Problem z wypłacalnością kontrahentów biznesowych, nie ma końca. Z najnowszego cokwartalnego badania “Skaner MŚP”, przeprowadzonego dla BIG InfoMonitor wynika, że trzeci kwartał 2022 roku przyniósł wzrost przeterminowanych płatności o ponad 30 i 60 dni. Aktualnie, przez ponad miesiąc, czeka na płatności za wystawione faktury 50,8 proc. firm z sektora MŚP, o 7,3 pkt. proc. podmiotów więcej niż w poprzednim pomiarze. Sytuacja wygląda podobnie jeśli chodzi o opóźnienia przekraczające 60 dni. Dziś takie przedawnienia w spływie należności deklaruje blisko 37 proc. przedsiębiorców, podczas gdy w poprzednim kwartale informowało o tym 30,2 proc. badanych (zwyżka o 6,5 pkt. proc. kw./kw.).

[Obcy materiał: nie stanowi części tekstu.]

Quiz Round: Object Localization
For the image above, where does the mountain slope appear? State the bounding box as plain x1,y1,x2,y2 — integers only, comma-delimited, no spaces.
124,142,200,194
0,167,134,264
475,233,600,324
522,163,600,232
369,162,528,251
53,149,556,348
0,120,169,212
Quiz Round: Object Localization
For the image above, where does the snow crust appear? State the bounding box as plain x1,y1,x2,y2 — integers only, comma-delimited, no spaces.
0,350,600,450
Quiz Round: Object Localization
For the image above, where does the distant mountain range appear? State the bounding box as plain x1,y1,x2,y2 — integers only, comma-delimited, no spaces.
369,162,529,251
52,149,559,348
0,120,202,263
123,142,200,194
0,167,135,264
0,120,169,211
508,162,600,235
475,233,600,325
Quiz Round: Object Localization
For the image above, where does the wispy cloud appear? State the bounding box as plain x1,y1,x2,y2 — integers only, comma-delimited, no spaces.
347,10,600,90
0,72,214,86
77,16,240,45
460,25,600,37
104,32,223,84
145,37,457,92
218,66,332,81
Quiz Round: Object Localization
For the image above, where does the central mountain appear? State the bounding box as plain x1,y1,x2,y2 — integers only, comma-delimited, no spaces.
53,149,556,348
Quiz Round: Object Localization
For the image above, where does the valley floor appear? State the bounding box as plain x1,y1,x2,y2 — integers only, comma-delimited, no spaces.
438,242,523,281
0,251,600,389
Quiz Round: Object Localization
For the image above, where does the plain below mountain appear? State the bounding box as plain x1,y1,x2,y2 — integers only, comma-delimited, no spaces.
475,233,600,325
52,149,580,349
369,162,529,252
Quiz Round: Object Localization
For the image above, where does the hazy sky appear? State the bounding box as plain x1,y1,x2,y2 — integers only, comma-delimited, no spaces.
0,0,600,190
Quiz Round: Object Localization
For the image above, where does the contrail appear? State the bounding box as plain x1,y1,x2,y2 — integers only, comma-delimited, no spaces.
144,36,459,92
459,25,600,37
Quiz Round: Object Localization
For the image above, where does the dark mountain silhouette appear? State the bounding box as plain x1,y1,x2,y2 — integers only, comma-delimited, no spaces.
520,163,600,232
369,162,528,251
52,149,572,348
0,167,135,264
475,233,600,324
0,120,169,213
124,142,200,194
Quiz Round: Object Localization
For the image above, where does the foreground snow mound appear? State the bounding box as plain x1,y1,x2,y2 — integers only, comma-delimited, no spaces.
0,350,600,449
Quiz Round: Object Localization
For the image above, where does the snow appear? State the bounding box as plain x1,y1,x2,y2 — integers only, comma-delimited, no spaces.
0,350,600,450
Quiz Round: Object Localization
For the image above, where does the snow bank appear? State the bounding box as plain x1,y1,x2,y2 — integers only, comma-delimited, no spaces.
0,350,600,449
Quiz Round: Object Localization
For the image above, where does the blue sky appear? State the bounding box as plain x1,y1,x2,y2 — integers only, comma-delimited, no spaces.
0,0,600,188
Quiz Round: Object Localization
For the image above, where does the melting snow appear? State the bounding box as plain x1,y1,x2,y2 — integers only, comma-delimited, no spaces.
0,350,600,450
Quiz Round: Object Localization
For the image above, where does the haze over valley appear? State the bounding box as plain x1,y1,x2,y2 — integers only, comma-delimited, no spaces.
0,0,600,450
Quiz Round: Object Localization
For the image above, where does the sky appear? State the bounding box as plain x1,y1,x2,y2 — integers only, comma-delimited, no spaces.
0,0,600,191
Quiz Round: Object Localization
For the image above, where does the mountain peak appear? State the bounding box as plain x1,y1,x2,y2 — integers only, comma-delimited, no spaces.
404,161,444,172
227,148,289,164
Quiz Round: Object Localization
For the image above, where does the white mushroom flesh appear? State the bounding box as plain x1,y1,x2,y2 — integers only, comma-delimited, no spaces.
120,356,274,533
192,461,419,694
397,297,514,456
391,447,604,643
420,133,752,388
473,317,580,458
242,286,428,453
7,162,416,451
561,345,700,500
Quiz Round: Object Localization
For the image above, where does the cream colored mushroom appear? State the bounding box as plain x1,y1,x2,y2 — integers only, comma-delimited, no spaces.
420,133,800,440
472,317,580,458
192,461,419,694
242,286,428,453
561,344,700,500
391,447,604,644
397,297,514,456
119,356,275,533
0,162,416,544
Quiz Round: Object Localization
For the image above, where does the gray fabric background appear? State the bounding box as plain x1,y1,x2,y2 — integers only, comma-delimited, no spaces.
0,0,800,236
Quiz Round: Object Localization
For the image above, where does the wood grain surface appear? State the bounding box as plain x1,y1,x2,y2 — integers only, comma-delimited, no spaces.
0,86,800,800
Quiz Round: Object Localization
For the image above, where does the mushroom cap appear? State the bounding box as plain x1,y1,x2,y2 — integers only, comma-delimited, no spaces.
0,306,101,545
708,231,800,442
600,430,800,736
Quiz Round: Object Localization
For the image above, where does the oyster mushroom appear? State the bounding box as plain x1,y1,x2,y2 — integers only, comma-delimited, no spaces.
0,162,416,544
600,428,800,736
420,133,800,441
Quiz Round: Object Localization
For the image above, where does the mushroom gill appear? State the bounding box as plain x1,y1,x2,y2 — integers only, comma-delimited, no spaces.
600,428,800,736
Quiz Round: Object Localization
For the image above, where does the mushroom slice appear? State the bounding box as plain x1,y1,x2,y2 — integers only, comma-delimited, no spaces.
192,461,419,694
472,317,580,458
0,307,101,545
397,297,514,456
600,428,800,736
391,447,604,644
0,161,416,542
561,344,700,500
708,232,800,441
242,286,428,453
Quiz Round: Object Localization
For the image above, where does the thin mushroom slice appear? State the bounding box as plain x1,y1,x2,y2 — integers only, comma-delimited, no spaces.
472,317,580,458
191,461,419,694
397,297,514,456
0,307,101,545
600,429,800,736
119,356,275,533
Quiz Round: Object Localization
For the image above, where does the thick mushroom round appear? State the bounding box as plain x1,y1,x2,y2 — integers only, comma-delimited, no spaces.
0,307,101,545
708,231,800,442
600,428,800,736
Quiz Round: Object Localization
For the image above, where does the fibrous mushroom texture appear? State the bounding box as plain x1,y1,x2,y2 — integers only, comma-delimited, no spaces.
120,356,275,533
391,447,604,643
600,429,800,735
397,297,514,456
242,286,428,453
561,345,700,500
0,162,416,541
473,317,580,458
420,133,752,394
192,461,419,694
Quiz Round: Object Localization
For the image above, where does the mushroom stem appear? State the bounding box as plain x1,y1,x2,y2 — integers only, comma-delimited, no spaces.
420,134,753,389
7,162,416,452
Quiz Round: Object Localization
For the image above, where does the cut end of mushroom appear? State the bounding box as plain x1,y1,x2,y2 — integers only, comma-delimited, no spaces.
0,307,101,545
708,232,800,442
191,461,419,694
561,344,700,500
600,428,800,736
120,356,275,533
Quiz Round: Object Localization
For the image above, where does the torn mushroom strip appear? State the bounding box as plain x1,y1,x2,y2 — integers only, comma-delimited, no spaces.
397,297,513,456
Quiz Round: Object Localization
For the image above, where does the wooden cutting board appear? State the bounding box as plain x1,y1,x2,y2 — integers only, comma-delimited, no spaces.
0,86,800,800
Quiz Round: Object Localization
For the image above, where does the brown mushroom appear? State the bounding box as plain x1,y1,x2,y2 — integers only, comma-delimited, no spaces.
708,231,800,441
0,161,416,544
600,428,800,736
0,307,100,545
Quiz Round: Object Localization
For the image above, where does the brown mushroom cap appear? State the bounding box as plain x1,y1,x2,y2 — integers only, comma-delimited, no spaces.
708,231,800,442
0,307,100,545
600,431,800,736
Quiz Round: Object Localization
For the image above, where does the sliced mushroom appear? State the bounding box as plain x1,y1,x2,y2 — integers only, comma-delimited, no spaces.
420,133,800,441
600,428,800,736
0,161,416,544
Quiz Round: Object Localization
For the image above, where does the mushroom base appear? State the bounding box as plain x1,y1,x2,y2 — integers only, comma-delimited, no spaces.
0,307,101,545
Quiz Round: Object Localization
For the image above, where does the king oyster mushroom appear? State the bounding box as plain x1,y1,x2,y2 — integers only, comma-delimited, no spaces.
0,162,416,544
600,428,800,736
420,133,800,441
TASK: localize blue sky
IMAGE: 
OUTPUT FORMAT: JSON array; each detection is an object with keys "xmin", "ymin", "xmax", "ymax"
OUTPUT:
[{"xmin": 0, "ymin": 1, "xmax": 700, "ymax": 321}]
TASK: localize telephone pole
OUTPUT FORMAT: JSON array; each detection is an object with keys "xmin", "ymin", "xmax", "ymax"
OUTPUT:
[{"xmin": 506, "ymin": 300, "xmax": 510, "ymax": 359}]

Pogarszają się nastroje przedsiębiorców. Aktualnie największe obawy wzbudza nie tyle trudność w zachowaniu płynności finansowej, co utrata rentowności biznesu, która w dłuższej perspektywie może doprowadzić do upadłości niejednego przedsiębiorstwa.
E-commerce i firmy kurierskie grają do tej samej bramki
W raporcie o stanie rynku pocztowego przygotowanym przez UKE, widać zależność między wzrostem wolumenu przesyłek zawierających towary nabywane przez konsumentów w transakcjach online a wartością rynku e-commerce, który w 2021 roku osiągnął 100 mld zł. Według analityków kolejne lata tylko umocnią pozycję sprzedaży online w handlu w Polsce, nawet pomimo nagłego załamania na rynku e-commerce w 2022 roku. Trudna sytuacja gospodarcza i wojna w Ukrainie poskutkowały znacznymi spadkami handlu elektronicznego na całym świecie, przy czym Europa zaliczyła aż 13 proc. obniżkę.
– Wygląda na to, że zakupy w sieci na dobre już zagościły w codzienności polskich konsumentów. Początkowa troska o własne bezpieczeństwo przerodziła się w wygodną i oswojoną już przez wielu formę zakupów. Widzimy również, że rosnący popyt na usługi kurierskie, sprawia, że na tym rynku pojawia się coraz więcej chętnych by spróbować swoich sił. Niestety nie każdy daje sobie radę i wielu z nich szybko trafia na listę dłużników, bo albo sami nie przykładają odpowiedniej wagi do ściągania należności od swoich zleceniodawców i potem nie mają, jak zapłacić swoim dostawcom, albo po prostu budują przewagę konkurencyjną kredytując się cudzym kosztem. Na pewno wysoki odsetek niesolidnych płatników w tej branży powinien być sygnałem ostrzegawczym dla potencjalnych zainteresowanych tego typu działalnością jak i powiązanego biznesu – zauważa Sławomir Grzelczak, prezes BIG InfoMonitor.
– Na pewno firmy kurierskie potrzebują w swoim portfolio klientów dobrze prosperujących i odpornych na nagłe zmiany gospodarcze, umożliwiając zachowanie płynności finansowej. Tym bardziej, że wzrost wartości rynku jest efektem dynamicznie rosnącej liczby przesyłek, a nie średniego przychodu na przesyłce, bo ten akurat spada – dodaje Sławomir Grzelczak.